16 February 2024

If I could save time in a bottle, the first thing that I'd like to do

This week was quite a roller coaster.

Last Tuesday, my daughter went off to her Year 8 camp. Then yesterday I accompanied my son here at the South Island where he will be flatting as he starts his first year of University, and his first time to be away from us.

I didn't know if I should feel happy, or sad, or angry. At one point I felt anger was the best way to cope.

But as I sit here in my son's room (he's gone off to have dinner with friends), and I saw my daughter on a video call home safely, I feel more at ease. The tension I felt at the start of the week has started to ebb and I feel relieved.

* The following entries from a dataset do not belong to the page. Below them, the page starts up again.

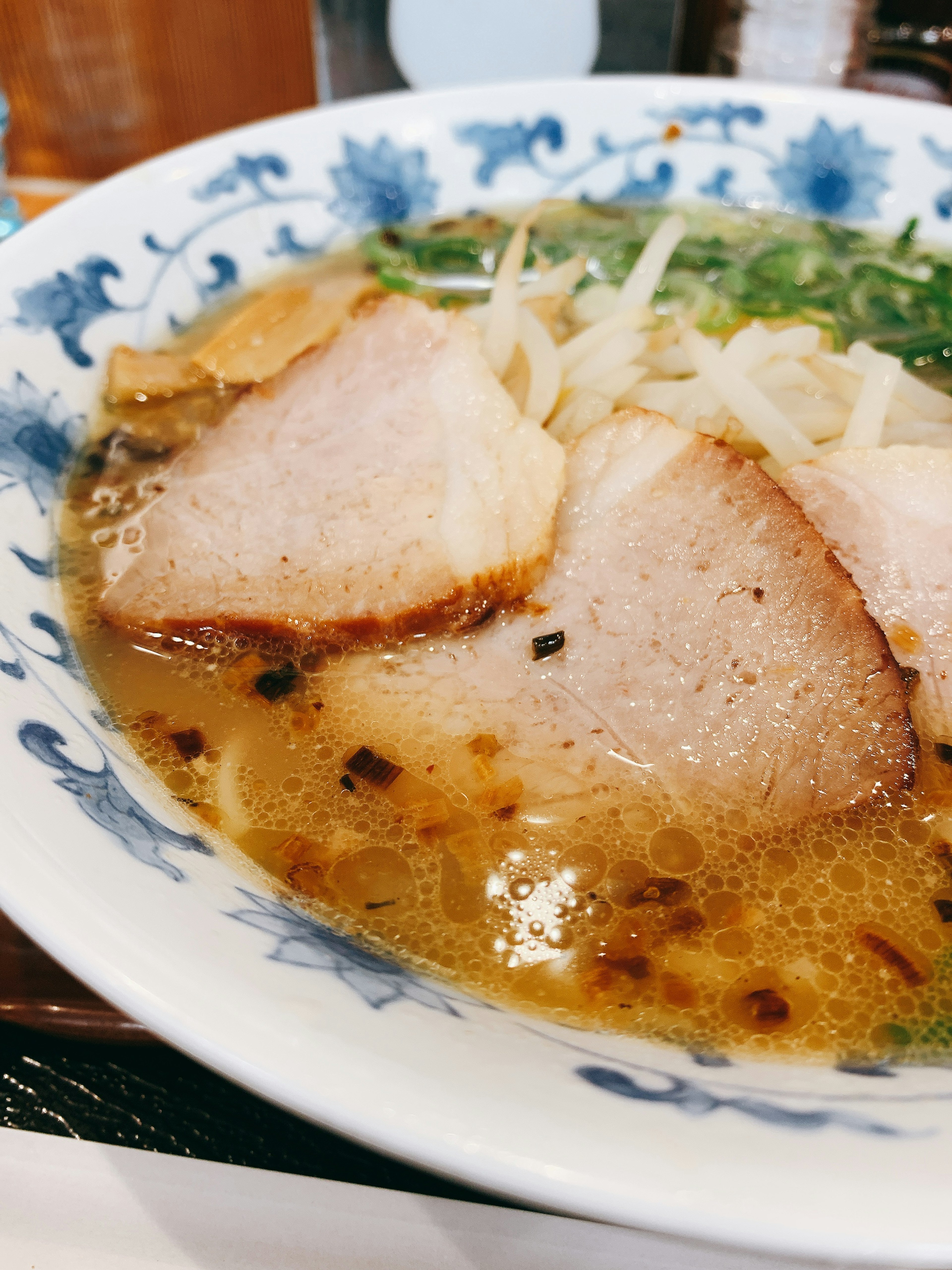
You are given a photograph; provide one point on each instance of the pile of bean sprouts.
(776, 395)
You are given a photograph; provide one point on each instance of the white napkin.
(79, 1206)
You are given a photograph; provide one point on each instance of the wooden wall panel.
(96, 86)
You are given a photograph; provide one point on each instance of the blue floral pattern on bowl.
(145, 287)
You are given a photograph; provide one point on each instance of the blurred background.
(94, 86)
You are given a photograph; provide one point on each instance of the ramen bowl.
(98, 861)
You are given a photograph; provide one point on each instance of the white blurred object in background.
(441, 44)
(793, 41)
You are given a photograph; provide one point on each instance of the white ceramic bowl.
(99, 867)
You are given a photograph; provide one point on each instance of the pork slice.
(888, 515)
(381, 486)
(711, 641)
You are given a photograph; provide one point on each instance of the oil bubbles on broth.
(577, 891)
(623, 914)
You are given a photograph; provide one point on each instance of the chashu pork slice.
(888, 515)
(713, 643)
(381, 486)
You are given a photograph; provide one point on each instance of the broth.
(579, 892)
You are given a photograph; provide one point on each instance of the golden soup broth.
(598, 905)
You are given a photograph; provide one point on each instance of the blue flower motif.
(649, 190)
(36, 439)
(243, 172)
(68, 303)
(103, 799)
(381, 185)
(725, 116)
(944, 158)
(509, 144)
(304, 942)
(833, 175)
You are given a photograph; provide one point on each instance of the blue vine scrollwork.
(695, 1100)
(944, 158)
(37, 436)
(826, 173)
(374, 185)
(306, 943)
(106, 801)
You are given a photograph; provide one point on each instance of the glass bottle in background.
(793, 41)
(9, 211)
(909, 51)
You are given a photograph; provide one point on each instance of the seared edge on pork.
(383, 486)
(888, 515)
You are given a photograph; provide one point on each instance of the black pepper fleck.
(545, 646)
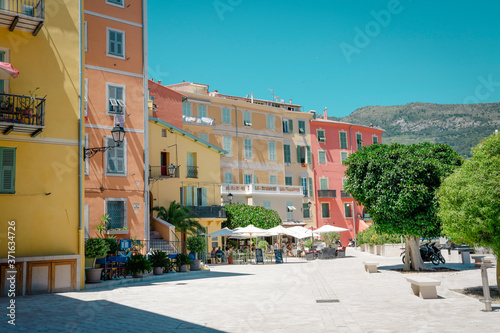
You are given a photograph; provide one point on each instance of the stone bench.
(423, 286)
(371, 267)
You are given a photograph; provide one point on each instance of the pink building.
(331, 143)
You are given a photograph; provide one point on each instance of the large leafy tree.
(469, 199)
(182, 218)
(396, 184)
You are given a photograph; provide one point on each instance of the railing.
(344, 194)
(327, 193)
(32, 8)
(192, 171)
(162, 172)
(208, 211)
(18, 109)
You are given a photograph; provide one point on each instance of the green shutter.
(7, 170)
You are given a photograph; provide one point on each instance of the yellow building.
(194, 179)
(41, 146)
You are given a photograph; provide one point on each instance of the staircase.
(156, 242)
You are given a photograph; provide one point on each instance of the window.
(7, 169)
(305, 210)
(287, 154)
(227, 145)
(343, 156)
(289, 210)
(303, 182)
(116, 99)
(302, 127)
(270, 121)
(186, 109)
(325, 210)
(348, 210)
(116, 43)
(321, 135)
(323, 183)
(116, 208)
(359, 141)
(116, 158)
(272, 151)
(203, 136)
(322, 156)
(343, 140)
(247, 118)
(226, 116)
(248, 148)
(202, 111)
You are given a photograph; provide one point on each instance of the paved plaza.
(267, 298)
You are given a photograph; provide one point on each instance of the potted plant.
(182, 261)
(94, 248)
(137, 265)
(159, 261)
(196, 244)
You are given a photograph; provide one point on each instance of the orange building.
(116, 86)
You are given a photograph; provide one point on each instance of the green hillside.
(462, 126)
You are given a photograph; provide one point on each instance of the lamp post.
(118, 134)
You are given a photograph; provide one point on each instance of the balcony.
(21, 114)
(327, 193)
(192, 171)
(208, 211)
(345, 195)
(25, 15)
(257, 189)
(161, 172)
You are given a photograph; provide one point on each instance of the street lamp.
(118, 134)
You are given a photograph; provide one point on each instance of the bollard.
(485, 264)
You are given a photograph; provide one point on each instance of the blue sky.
(329, 53)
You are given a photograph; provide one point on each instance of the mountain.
(461, 126)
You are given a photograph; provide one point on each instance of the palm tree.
(182, 218)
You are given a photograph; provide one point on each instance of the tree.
(396, 184)
(182, 218)
(469, 199)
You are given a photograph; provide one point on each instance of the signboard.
(278, 255)
(258, 256)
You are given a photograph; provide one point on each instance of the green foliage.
(137, 264)
(196, 244)
(469, 199)
(396, 184)
(96, 248)
(239, 215)
(159, 259)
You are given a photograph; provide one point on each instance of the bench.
(371, 267)
(424, 287)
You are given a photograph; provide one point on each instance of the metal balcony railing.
(21, 114)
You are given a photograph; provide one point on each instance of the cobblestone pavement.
(266, 298)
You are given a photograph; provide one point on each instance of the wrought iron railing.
(22, 110)
(33, 8)
(162, 171)
(208, 211)
(192, 171)
(327, 193)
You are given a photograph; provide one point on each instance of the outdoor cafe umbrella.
(7, 71)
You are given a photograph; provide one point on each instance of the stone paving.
(267, 298)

If I were to grade this week on a stress meter, it would have been an 8 (with 10 being the highest). Last monday as I brushed my teeth and saw my face on the mirror, I muttered to myself: 'Parenting sucks. Why should our kids have to go away?'

We actually had a fun weekend prior to this. We went on a tramp, we got two beautiful cockatiels, and we had meetups. 

 I was on a high, but that crashed on the Tuesday.

Looking back, it doesn't seem so bad now. I am hoping for the best, hoping that my son listened to my words of advice, and that he will be safe. I am looking forward to going back home and see my daughter and wife again.